Motivational School Leadership with Michael Horton
Doug Lemov's "Practice Perfect"
After I read “Outliers,”
“The
Talent Code,” and “Talent
is Over-rated,” I was convinced that there’s no such thing as talent. There are those who have put in 10,000 hours
of deliberate practice and those who haven’t.
Many examples of musicians and athletes were given who were not truly
experts until they had put in at least 10,000 hours of this specialized kind of
practice.
I was now ready to go out and practice! Unfortunately, these books mostly talked about
how to practice music and sports. I
wondered, how do I become a better administrator? First of all, administrators do a million
different things. Which of them are
impactful enough to spend time practicing?
Second, for those things that are important enough, how does one deliberately
practice administration?
An administrator sees this situation from two perspectives:
1) How do I practice to become better? and 2) How do I encourage my teachers to
practice to become better? The book, Practice
Perfect by Doug Lemov (co-author of Teach
Like a Champion) gives examples of how professionals can deliberately
practice and specifically how principals can help teachers practice.
The keys to deliberate practice are outlined in Practice
Perfect. First of all, simply performing
the task isn’t considered deliberate practice.
Playing basketball isn’t the same as deliberately practicing basketball
skills. So, being an administrator isn’t
deliberate practice for being a better administrator.
The task must be broken down into tiny, individual pieces and those
pieces practiced in an environment as similar to the real thing as
possible. For example, let’s say that
you read Crucial
Conversations and you want to practice this communication skill. You don’t call in your toughest teachers and
practice having difficult conversations with them. First, you go to lunch with a colleague and
practice “Speaking Tentatively” (one of the skills in Crucial
Conversations). Have your colleague say
50 things to you and you respond tentatively (“Well maybe you might try . . .”
or “Have you considered . . .”) until you're comfortable speaking this way.
The second key to deliberate practice is to receive expert
feedback on your performance. Let’s say
that your Instructional Rounds determine that a lot of class time is wasted
correcting misbehavior during lessons.
Some of your teachers use simple hand gestures to correct the behavior
without breaking their stride. So, you
set up a faculty meeting where those teachers show the entire faculty how to
use the gestures and typically, that’s where it ends. Practice Perfect suggests that you set up
chairs like fake classrooms and have teachers rotate through practicing the
hand signals with their fake classes filled with colleagues. The trainer teachers would each be with one
group giving feedback and having teachers try again when necessary. Of course, the administrator would need to do
classroom walkthroughs, follow-ups, and retraining after the meeting.

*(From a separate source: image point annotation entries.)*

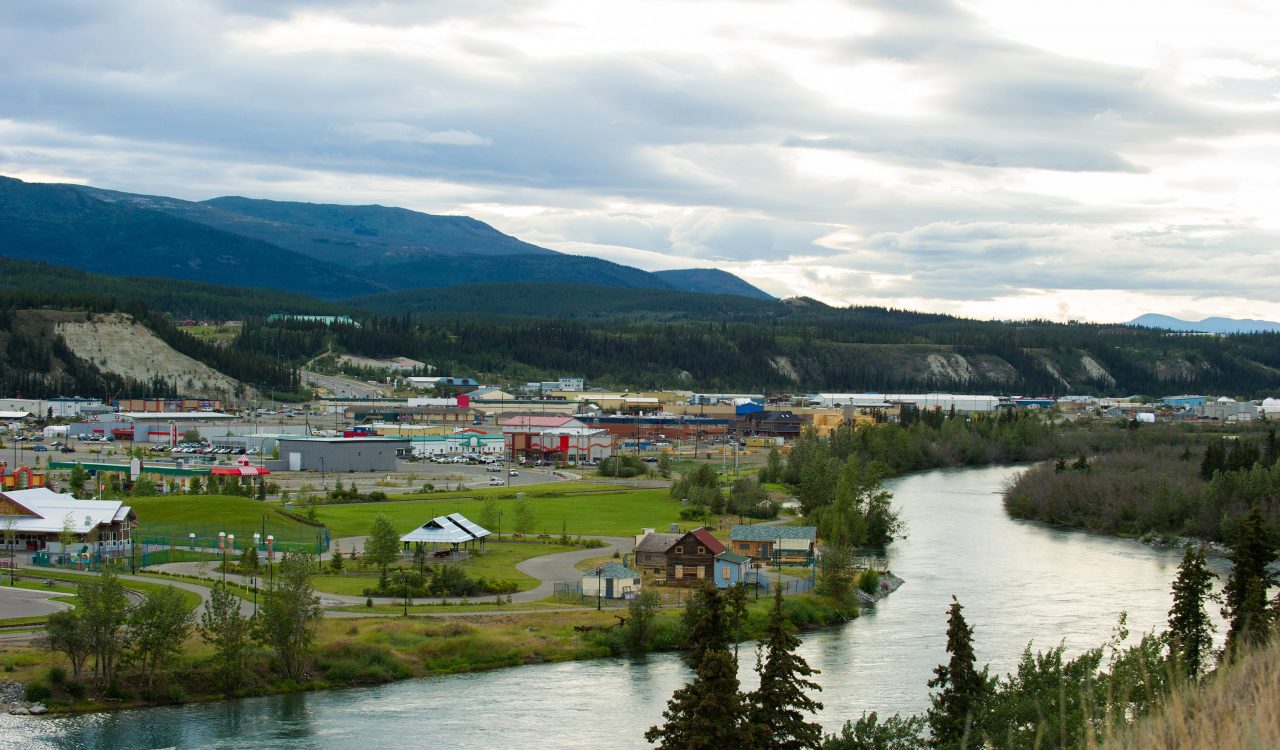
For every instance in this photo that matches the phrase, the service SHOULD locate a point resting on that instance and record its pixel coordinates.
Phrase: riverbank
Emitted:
(357, 652)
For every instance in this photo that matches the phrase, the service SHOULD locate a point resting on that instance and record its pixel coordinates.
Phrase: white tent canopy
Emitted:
(452, 529)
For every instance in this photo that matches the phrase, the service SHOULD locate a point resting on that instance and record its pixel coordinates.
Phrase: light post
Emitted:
(405, 590)
(254, 575)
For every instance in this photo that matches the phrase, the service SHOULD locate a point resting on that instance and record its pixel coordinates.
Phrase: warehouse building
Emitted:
(338, 454)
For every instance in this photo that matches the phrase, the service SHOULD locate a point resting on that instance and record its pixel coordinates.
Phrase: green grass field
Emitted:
(213, 513)
(611, 513)
(498, 562)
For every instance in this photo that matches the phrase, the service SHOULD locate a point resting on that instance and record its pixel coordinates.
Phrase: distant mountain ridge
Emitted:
(1207, 325)
(332, 251)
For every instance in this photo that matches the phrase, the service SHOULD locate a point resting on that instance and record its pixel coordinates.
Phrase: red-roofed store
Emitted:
(554, 438)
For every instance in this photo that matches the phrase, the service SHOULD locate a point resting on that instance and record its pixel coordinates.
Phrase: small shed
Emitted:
(455, 530)
(616, 581)
(730, 568)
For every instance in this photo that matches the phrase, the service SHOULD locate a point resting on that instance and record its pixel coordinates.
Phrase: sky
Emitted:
(996, 159)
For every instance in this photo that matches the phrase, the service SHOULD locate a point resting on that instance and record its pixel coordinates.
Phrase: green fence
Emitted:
(206, 539)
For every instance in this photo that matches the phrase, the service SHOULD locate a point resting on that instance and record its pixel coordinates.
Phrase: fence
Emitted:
(206, 539)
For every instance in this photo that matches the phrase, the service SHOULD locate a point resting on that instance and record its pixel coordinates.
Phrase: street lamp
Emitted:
(254, 572)
(405, 586)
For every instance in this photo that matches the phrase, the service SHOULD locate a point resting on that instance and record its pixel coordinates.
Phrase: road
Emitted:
(341, 387)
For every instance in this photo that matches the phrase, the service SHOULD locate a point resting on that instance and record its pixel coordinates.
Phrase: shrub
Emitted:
(76, 689)
(869, 581)
(39, 691)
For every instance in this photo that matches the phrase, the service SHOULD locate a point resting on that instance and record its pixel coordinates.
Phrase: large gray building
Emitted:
(339, 454)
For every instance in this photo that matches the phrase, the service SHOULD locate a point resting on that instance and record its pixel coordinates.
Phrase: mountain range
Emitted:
(1207, 325)
(330, 251)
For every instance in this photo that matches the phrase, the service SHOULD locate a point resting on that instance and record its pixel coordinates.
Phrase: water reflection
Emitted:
(1018, 581)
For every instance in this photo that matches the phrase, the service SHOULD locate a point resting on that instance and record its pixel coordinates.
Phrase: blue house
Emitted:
(612, 581)
(730, 568)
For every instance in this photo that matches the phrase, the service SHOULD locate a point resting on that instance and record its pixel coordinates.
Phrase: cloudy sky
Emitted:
(1087, 160)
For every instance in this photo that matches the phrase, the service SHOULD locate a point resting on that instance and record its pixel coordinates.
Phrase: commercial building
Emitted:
(338, 454)
(40, 517)
(561, 439)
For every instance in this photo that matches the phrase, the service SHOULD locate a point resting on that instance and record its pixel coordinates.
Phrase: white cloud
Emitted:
(991, 158)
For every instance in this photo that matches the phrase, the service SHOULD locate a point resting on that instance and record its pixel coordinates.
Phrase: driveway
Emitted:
(28, 603)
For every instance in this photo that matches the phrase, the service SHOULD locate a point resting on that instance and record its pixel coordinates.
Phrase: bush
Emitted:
(76, 689)
(869, 581)
(39, 691)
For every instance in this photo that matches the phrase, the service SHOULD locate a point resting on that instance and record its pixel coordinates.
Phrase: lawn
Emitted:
(498, 562)
(612, 513)
(208, 515)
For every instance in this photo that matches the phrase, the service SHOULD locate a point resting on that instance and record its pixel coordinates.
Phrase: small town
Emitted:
(791, 375)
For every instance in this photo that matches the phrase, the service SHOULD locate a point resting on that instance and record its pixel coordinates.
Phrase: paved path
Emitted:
(551, 568)
(28, 603)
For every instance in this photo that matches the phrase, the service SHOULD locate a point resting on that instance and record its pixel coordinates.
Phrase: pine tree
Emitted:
(1246, 604)
(780, 704)
(961, 689)
(1189, 627)
(709, 713)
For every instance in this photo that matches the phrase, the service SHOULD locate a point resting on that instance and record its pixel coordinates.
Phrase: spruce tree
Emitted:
(1246, 604)
(780, 704)
(1189, 627)
(709, 713)
(961, 689)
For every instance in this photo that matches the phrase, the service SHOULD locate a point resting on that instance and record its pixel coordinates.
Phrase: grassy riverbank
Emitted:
(351, 652)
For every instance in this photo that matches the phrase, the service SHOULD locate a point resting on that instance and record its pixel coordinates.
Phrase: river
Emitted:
(1019, 581)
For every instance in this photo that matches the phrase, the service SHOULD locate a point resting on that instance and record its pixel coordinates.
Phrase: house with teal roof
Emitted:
(775, 544)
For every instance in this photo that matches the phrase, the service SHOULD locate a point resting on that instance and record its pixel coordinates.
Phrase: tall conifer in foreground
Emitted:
(1189, 627)
(709, 713)
(780, 704)
(1246, 603)
(961, 689)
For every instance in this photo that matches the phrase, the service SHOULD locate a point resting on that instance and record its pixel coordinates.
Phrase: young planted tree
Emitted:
(223, 626)
(780, 704)
(158, 629)
(288, 617)
(382, 545)
(104, 606)
(1189, 627)
(640, 614)
(1244, 594)
(709, 713)
(65, 632)
(961, 689)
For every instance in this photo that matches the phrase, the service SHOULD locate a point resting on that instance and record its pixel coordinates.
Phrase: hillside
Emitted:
(711, 282)
(337, 251)
(118, 344)
(572, 301)
(1238, 708)
(64, 224)
(1207, 325)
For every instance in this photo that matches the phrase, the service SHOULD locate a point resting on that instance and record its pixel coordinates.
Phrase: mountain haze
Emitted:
(1207, 325)
(332, 251)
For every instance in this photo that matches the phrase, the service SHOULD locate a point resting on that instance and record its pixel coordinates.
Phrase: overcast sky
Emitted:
(1087, 160)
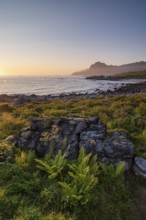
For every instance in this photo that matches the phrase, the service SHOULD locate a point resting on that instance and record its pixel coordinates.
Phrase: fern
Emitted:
(52, 167)
(83, 178)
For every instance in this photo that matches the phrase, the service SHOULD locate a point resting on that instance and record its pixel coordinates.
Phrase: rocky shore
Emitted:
(70, 134)
(125, 89)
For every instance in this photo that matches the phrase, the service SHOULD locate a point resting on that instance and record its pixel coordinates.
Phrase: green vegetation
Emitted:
(56, 188)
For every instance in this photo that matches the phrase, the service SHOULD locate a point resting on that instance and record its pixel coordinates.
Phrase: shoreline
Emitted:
(126, 89)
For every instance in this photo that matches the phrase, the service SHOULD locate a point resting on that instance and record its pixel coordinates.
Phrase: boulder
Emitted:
(139, 167)
(69, 134)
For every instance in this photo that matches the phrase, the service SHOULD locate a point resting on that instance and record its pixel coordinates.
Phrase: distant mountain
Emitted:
(99, 68)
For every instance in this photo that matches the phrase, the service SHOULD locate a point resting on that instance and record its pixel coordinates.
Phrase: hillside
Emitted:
(103, 69)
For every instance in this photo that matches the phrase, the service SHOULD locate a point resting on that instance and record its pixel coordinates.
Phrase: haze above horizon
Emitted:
(61, 37)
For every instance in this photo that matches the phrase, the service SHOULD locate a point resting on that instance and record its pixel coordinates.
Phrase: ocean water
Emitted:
(55, 85)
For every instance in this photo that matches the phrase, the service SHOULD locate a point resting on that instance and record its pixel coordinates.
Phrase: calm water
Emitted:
(53, 85)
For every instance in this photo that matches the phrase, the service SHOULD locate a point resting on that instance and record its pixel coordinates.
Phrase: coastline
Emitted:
(126, 89)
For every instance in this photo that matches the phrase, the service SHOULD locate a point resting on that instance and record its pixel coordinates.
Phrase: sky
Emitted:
(51, 37)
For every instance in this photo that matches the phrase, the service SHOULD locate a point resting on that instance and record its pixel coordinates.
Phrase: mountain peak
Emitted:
(98, 65)
(100, 68)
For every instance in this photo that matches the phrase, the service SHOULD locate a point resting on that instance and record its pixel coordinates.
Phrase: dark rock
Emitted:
(11, 139)
(139, 167)
(71, 134)
(80, 127)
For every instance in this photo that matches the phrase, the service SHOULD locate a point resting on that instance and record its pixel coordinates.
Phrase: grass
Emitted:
(28, 192)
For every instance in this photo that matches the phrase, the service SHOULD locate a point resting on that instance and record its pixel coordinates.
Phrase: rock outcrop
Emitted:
(99, 68)
(139, 167)
(71, 134)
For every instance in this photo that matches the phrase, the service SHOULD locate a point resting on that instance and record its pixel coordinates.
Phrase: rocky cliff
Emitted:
(71, 134)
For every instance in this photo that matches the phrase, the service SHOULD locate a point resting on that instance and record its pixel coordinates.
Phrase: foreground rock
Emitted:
(139, 167)
(71, 134)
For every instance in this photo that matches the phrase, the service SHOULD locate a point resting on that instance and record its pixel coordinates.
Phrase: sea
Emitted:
(56, 85)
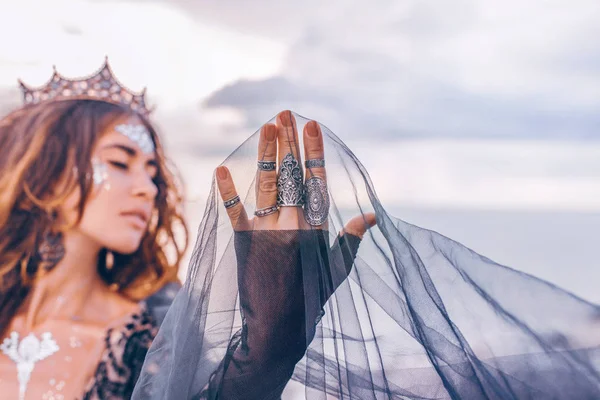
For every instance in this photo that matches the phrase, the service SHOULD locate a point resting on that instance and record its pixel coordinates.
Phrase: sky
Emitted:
(478, 105)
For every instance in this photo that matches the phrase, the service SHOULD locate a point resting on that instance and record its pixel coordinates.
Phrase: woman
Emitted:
(410, 314)
(90, 214)
(90, 225)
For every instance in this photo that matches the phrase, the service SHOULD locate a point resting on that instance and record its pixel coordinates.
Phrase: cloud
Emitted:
(429, 69)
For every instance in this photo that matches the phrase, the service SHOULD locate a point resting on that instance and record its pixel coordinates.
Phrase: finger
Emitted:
(266, 181)
(313, 148)
(316, 209)
(237, 214)
(287, 136)
(358, 225)
(287, 143)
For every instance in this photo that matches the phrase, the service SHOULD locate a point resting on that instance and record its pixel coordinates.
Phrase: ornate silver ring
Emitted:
(290, 191)
(316, 163)
(263, 212)
(231, 202)
(266, 165)
(316, 209)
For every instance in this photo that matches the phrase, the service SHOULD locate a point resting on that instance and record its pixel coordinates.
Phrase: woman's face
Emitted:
(118, 211)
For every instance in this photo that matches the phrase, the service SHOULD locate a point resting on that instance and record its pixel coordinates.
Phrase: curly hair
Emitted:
(45, 154)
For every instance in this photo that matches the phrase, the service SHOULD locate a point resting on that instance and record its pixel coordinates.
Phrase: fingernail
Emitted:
(222, 173)
(270, 133)
(286, 118)
(313, 129)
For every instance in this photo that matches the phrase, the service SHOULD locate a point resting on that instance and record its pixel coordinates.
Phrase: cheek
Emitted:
(102, 222)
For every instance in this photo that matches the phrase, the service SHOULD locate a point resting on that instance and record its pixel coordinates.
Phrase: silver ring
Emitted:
(316, 209)
(231, 202)
(290, 191)
(316, 163)
(263, 212)
(266, 165)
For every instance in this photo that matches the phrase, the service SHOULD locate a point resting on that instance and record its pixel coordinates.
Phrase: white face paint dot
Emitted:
(100, 172)
(139, 135)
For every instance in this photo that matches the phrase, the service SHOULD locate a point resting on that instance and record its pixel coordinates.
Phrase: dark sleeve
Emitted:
(285, 278)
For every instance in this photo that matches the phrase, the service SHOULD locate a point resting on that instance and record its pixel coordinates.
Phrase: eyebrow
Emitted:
(129, 150)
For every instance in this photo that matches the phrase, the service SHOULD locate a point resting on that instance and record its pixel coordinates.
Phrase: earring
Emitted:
(51, 249)
(110, 260)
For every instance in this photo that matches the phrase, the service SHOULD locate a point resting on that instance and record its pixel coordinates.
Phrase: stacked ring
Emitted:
(316, 163)
(263, 212)
(290, 191)
(231, 202)
(266, 165)
(316, 208)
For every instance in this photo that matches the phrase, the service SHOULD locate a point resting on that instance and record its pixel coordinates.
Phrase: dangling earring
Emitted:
(51, 250)
(110, 260)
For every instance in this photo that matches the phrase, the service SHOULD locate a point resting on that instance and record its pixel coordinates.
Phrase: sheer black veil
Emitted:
(404, 313)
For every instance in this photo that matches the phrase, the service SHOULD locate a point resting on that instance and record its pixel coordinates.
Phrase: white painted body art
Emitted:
(27, 353)
(100, 174)
(138, 134)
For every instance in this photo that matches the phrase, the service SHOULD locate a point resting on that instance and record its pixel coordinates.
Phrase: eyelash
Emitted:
(124, 167)
(119, 165)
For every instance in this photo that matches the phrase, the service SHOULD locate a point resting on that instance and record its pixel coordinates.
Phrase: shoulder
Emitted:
(126, 346)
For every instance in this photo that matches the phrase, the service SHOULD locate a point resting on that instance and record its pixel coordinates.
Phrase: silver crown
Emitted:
(102, 86)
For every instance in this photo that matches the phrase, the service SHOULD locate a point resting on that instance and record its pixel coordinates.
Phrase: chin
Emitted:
(126, 245)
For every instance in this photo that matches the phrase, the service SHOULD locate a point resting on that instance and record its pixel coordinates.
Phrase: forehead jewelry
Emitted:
(139, 135)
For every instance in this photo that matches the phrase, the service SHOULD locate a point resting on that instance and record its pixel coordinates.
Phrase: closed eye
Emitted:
(119, 165)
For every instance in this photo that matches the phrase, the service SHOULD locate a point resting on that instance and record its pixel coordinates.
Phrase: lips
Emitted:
(138, 217)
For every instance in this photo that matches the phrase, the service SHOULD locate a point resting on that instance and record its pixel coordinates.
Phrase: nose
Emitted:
(144, 186)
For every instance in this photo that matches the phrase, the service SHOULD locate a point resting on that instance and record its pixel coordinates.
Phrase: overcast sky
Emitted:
(478, 103)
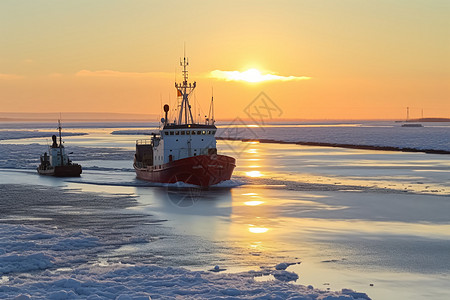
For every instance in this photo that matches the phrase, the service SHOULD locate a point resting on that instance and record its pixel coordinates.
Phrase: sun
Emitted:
(252, 76)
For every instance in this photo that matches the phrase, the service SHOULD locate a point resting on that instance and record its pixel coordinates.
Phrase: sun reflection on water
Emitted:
(257, 229)
(253, 174)
(253, 203)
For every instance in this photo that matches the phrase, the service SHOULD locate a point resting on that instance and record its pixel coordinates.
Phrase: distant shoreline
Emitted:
(427, 120)
(336, 145)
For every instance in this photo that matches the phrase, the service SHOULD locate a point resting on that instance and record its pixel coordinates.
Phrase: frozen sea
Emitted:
(295, 222)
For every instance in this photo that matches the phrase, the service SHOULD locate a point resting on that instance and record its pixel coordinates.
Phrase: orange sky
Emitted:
(364, 59)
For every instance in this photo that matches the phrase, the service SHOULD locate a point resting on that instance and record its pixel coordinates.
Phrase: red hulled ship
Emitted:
(183, 150)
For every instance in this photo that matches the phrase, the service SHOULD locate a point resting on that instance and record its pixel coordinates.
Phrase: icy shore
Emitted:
(61, 244)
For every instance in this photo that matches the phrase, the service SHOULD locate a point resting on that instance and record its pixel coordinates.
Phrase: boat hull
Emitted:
(202, 170)
(61, 171)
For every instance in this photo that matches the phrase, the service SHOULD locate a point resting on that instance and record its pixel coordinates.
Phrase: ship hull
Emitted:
(201, 170)
(61, 171)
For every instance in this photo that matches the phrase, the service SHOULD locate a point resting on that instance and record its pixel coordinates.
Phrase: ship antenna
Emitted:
(60, 140)
(211, 108)
(184, 90)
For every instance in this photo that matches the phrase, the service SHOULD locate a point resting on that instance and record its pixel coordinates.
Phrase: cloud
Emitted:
(252, 75)
(110, 73)
(9, 76)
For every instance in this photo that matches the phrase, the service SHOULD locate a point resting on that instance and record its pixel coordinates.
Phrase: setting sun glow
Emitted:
(252, 75)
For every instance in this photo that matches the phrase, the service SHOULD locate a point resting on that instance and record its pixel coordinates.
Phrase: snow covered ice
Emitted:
(53, 258)
(371, 221)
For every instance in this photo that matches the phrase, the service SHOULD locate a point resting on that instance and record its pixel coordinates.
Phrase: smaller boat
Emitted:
(412, 125)
(57, 162)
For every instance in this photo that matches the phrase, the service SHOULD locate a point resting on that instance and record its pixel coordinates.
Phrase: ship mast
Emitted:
(60, 142)
(184, 90)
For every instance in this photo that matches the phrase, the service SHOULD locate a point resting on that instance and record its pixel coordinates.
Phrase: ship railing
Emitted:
(143, 142)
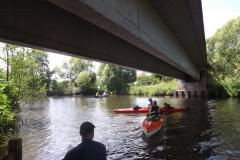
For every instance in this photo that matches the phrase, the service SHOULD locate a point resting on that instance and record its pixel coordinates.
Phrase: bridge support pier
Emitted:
(193, 89)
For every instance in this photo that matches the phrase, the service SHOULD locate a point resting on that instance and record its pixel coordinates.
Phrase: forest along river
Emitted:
(210, 131)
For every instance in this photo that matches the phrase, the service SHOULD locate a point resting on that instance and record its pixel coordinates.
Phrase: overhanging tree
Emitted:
(224, 56)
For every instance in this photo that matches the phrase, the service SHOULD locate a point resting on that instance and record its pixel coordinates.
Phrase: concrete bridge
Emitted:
(164, 37)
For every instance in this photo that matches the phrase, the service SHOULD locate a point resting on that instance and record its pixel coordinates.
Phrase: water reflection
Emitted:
(209, 131)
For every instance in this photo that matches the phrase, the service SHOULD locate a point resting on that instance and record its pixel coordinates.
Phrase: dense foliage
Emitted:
(6, 114)
(115, 79)
(77, 75)
(223, 51)
(27, 79)
(27, 73)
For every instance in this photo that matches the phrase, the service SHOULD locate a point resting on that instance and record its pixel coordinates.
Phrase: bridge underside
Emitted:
(43, 25)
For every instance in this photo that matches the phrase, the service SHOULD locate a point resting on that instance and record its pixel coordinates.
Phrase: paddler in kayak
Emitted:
(155, 110)
(150, 103)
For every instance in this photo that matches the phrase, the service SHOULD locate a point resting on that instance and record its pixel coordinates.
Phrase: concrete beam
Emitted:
(42, 25)
(138, 23)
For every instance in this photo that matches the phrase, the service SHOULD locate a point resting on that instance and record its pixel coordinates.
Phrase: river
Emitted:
(209, 131)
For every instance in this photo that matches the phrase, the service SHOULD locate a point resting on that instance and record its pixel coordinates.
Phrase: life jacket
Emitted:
(136, 107)
(154, 108)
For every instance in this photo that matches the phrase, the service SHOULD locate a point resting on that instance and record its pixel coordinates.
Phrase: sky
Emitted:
(216, 13)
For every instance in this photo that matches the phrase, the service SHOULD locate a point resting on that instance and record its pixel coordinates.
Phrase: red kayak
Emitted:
(150, 127)
(174, 109)
(146, 110)
(131, 110)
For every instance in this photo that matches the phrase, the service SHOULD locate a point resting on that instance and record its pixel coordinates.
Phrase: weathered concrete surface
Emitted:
(129, 33)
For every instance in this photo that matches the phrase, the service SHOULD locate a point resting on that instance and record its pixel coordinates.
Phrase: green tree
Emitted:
(26, 74)
(223, 50)
(78, 72)
(114, 78)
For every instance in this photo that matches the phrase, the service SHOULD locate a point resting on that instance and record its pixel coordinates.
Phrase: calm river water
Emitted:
(210, 131)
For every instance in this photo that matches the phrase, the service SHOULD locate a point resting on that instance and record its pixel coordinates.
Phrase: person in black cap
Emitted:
(88, 149)
(150, 103)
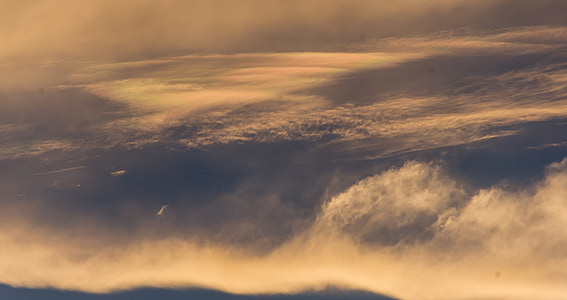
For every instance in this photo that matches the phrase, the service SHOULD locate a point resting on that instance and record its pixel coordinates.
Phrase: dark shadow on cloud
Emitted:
(11, 293)
(56, 113)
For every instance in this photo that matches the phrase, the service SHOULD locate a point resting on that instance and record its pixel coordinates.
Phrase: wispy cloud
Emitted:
(413, 223)
(60, 171)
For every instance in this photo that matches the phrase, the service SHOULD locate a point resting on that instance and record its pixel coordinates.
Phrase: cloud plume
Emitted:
(412, 224)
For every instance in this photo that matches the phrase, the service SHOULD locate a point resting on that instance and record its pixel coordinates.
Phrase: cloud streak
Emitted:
(411, 224)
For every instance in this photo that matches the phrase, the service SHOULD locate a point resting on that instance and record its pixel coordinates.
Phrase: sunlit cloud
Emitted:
(414, 223)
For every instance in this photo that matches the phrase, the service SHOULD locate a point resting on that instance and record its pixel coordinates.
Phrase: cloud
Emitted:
(146, 29)
(412, 224)
(118, 173)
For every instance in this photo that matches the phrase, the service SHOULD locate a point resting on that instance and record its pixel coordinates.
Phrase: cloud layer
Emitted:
(413, 224)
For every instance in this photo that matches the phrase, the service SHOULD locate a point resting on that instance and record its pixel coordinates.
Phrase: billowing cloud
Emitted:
(392, 147)
(412, 224)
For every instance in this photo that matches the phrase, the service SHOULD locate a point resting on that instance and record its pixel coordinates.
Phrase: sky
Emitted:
(271, 149)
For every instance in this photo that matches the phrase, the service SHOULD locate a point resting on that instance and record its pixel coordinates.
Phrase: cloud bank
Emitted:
(412, 224)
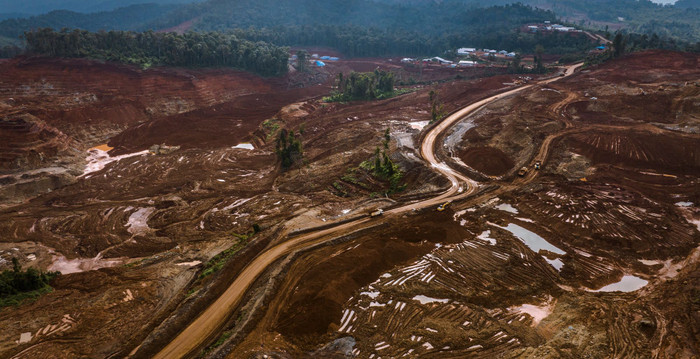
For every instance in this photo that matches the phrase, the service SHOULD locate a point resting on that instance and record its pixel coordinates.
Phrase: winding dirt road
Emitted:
(208, 324)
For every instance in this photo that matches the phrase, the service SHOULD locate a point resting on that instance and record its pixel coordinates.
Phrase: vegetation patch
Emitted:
(17, 285)
(363, 86)
(378, 176)
(192, 49)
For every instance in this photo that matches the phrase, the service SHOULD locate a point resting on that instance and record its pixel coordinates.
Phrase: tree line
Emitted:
(15, 282)
(192, 49)
(364, 86)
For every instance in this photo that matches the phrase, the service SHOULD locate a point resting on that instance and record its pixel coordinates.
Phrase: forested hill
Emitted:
(38, 7)
(135, 17)
(680, 21)
(193, 49)
(431, 17)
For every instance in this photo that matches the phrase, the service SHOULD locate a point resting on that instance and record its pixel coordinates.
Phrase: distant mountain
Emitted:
(135, 17)
(36, 7)
(685, 4)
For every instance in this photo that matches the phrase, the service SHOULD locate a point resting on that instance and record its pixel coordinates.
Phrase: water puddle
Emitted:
(138, 221)
(98, 159)
(628, 283)
(556, 263)
(67, 266)
(418, 125)
(507, 208)
(244, 146)
(485, 236)
(531, 239)
(425, 300)
(455, 138)
(536, 312)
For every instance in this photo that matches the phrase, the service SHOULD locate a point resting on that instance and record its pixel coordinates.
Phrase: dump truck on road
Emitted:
(376, 213)
(443, 206)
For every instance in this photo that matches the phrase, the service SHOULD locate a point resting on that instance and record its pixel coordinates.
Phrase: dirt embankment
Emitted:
(613, 209)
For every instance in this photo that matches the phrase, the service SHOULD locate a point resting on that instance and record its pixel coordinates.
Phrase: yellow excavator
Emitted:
(443, 206)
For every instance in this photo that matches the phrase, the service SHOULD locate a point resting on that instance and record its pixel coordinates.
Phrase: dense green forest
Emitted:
(17, 285)
(364, 86)
(355, 41)
(129, 18)
(210, 49)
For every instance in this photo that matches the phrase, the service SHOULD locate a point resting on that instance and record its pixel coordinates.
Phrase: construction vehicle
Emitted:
(443, 206)
(376, 213)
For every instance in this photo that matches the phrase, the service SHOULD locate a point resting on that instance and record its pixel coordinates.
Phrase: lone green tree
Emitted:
(437, 109)
(289, 148)
(302, 60)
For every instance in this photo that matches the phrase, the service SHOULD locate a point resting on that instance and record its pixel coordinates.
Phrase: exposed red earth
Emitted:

For administrators, this feedback often comes from an expert
coach. Every leader should have both a
coach who can provide one-on-one feedback as well as an advisory committee to
give big picture feedback. The coach can
sit in on meetings with parents and teachers, attend faculty meetings, or tag
along during classroom walkthroughs and give feedback on specific skills that
the administrator is practicing.
It is possible to practice being a better teacher or a
better administrator. How has your
school used practice to become even better?